Сказал также Иисус ученикам: невозможно не прийти соблазнам, но горе тому, через кого они приходят.
(Евангелие от Луки 17:1)
Встреча прошла успешно. Мой новый спонсор, найденный по наводке Рене Леже, погасил все мои карточные долги, займы в магазинах на наряды, долги в заведениях, где мне давали отсрочку по старой дружбе. Снял уютную квартиру в центре, обеспечил охрану и предоставил личного водителя.

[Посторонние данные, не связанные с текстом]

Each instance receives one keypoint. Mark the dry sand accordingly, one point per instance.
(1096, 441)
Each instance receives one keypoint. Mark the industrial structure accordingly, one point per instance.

Мне с ним было интересно. Вообще, одна из причин, почему эта профессия меня не отпускает, заключается в мыслях мужчин. О чем думает и говорит женщина? О кухне, болезнях, туфлях, астрологии, ремонте. А о чем думают и говорят мужчины? О людях и о причинах каких-либо событий. Не о непослушных соседских детях, а о восстании в другой стране. Не о том, кто разбил сердце, а о том, кто нарушил мирное соглашение. Не о завистницах, а о теориях государственных тайн.
Мы вели исключительно партнерские отношения. Я приезжала к нему домой раз в два дня. В моей же студии он не был ни разу. Его особняк был очень красив снаружи и вместе с тем до ужаса странный внутри.
Начиная с кричащих расцветок и заканчивая прислугой. У Османа почти в каждой комнате было по канарейке или попугаю. В гостиной перед камином часто можно было увидеть разложившихся трех французских бульдогов – двух мальчиков и одну девочку. Также в прихожей стояла клетка с маленькой обезьянкой, которую два раза в день выгуливали на поводке из страз. Я так и не поняла, какие чувства испытывала к этому: то умиление, то жалость, то, почему-то, стыд. «Изюминкой», если можно так выразиться, среди обитателей этого дома была карлица Джоти. Однажды охранник, приставленный к Осману, сказал, что это умственно отсталая сестра Османа. Потом он сделал паузу и уже со страхом в глазах попросил ничего не спрашивать об этом у «хозяина», тем самым не выдавая его. Все стены дома были увешаны картинами красавиц и животных, некоторые из которых были порнографического характера.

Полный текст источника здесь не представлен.